Population growth is closely linked to the socioeconomic conditions and deprivation of residential areas. In our study, population change was positively correlated with the proportion of inhabitants with high income (over 266 055 SEK in 1995) and proportion of inhabitants with high education (more than high school) and negatively correlated with the unemployment rate in the municipality. Therefore we calculated partial correlations between population growth and mortality controlling for these factors. The correlation between population change and all cause mortality in men was −0.41 (p=0.13) after controlling for proportion of inhabitants with high income. This indicates that about one third of the correlation between population change and mortality was explained by the proportion of inhabitants with high income. Controlling for proportion of inhabitants with high education and proportion of unemployed had a weaker effect on the association between population growth and mortality.
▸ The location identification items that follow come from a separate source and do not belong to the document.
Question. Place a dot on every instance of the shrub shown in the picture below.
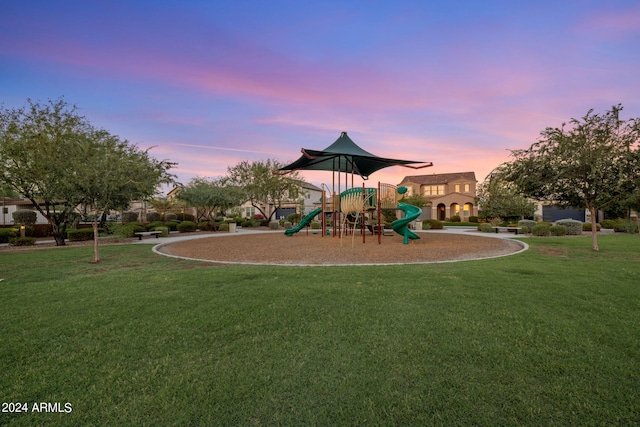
(152, 225)
(587, 227)
(294, 218)
(486, 227)
(609, 223)
(22, 241)
(541, 229)
(574, 228)
(558, 230)
(164, 231)
(129, 216)
(154, 216)
(433, 224)
(185, 217)
(204, 226)
(8, 233)
(24, 216)
(627, 227)
(187, 226)
(80, 234)
(172, 225)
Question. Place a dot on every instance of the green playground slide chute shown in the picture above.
(400, 226)
(303, 222)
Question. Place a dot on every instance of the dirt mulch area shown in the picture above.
(314, 249)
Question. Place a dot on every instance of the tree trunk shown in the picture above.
(96, 236)
(594, 227)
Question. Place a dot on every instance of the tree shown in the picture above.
(415, 200)
(263, 188)
(498, 198)
(36, 161)
(210, 196)
(590, 165)
(114, 173)
(58, 160)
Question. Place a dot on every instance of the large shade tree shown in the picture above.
(263, 187)
(499, 198)
(114, 173)
(211, 196)
(37, 143)
(55, 158)
(590, 164)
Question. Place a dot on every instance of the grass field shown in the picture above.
(547, 337)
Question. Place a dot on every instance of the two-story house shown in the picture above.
(448, 194)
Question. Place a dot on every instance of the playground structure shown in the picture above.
(362, 206)
(353, 204)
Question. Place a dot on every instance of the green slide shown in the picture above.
(400, 225)
(306, 220)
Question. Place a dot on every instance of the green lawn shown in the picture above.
(547, 337)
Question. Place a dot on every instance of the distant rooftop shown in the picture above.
(439, 178)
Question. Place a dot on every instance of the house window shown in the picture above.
(433, 190)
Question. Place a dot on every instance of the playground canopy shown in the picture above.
(344, 155)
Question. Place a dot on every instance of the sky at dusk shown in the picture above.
(211, 83)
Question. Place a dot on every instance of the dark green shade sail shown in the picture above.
(344, 155)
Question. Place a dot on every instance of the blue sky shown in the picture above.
(211, 83)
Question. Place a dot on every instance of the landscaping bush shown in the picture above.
(152, 225)
(164, 231)
(24, 216)
(627, 227)
(486, 227)
(294, 218)
(204, 226)
(433, 224)
(541, 229)
(187, 227)
(154, 217)
(185, 217)
(609, 223)
(587, 227)
(172, 225)
(529, 223)
(8, 233)
(80, 234)
(558, 230)
(22, 241)
(128, 217)
(574, 228)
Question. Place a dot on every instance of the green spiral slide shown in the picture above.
(303, 222)
(400, 225)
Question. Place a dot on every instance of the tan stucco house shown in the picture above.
(448, 194)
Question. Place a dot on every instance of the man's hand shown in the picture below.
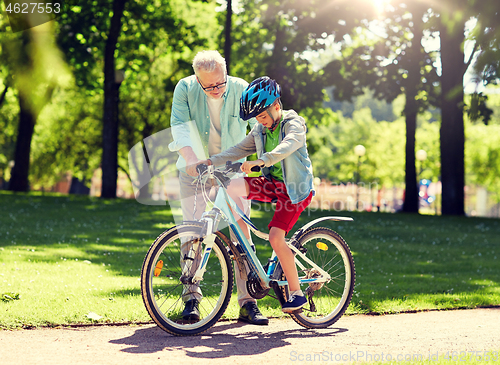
(246, 167)
(191, 168)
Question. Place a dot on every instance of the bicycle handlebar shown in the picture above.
(230, 167)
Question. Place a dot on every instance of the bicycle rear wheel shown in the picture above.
(164, 278)
(328, 250)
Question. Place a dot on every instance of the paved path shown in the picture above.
(352, 338)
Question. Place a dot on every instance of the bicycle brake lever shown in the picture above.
(201, 168)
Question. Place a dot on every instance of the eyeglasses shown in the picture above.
(212, 88)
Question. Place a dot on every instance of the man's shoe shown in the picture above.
(251, 314)
(295, 302)
(191, 312)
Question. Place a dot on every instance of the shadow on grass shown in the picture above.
(216, 343)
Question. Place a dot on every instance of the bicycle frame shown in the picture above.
(223, 204)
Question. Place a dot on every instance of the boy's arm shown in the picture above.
(243, 149)
(295, 137)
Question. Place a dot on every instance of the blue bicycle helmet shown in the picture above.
(258, 96)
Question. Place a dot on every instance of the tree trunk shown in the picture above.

Why did we find the inverse association in men but not in women? It seems that, in women, different causes of mortality have different associations with population growth. Although diabetes mortality was inversely related to population growth, especially breast cancer mortality was higher in many of the growing areas (correlation between population change and breast cancer mortality 0.39, p=0.137) than in the shrinking areas. Female breast cancer mortality is known to be associated with affluency5 and was also in our study more common in municipalities with high proportions of inhabitants with high income (r=0.45, p=0.079) and less common in municipalities with high unemployment rates (r=−0.77, p<0.001). In men, all the cause specific mortalities studied were inversely related to population growth.
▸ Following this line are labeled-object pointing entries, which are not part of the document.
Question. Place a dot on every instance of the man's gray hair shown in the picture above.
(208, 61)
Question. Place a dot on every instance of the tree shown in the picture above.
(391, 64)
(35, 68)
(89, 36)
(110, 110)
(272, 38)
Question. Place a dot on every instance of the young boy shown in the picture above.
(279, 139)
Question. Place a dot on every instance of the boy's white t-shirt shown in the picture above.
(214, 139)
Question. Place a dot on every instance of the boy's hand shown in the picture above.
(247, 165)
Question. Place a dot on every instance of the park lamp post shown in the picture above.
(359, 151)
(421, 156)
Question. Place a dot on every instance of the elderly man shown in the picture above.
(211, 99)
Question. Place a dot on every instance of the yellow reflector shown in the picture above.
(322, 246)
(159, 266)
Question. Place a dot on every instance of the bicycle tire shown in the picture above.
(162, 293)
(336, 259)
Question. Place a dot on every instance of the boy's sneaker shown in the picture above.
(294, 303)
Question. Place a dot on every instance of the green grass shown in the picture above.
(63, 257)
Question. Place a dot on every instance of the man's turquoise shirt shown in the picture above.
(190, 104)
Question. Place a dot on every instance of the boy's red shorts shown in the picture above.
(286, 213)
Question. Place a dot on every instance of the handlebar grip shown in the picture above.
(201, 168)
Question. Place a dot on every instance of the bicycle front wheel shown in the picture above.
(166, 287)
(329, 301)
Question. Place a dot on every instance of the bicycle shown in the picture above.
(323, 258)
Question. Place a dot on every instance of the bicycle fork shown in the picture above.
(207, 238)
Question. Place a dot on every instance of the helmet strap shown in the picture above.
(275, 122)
This study suggests that the association between population growth and mortality differs between men and women. Men in growing, wealthy areas are better off than men in shrinking, less affluent areas. Migration seems to strengthen the inverse association between affluency and mortality as healthier people move to more physically and socially attractive areas. This is indicated by the fact that population change was more strongly related to mortality than income or unemployment rates. The negative association between population growth and mortality does not unequivocally hold for women, among whom the association may be cause specific. Our study comprised only 16 municipalities and the findings should therefore be verified in a larger sample of areas. However, even in such a small sample of areas, the findings were consistent with previously published studies on population change and mortality in men and on socioeconomic conditions and breast cancer mortality in women.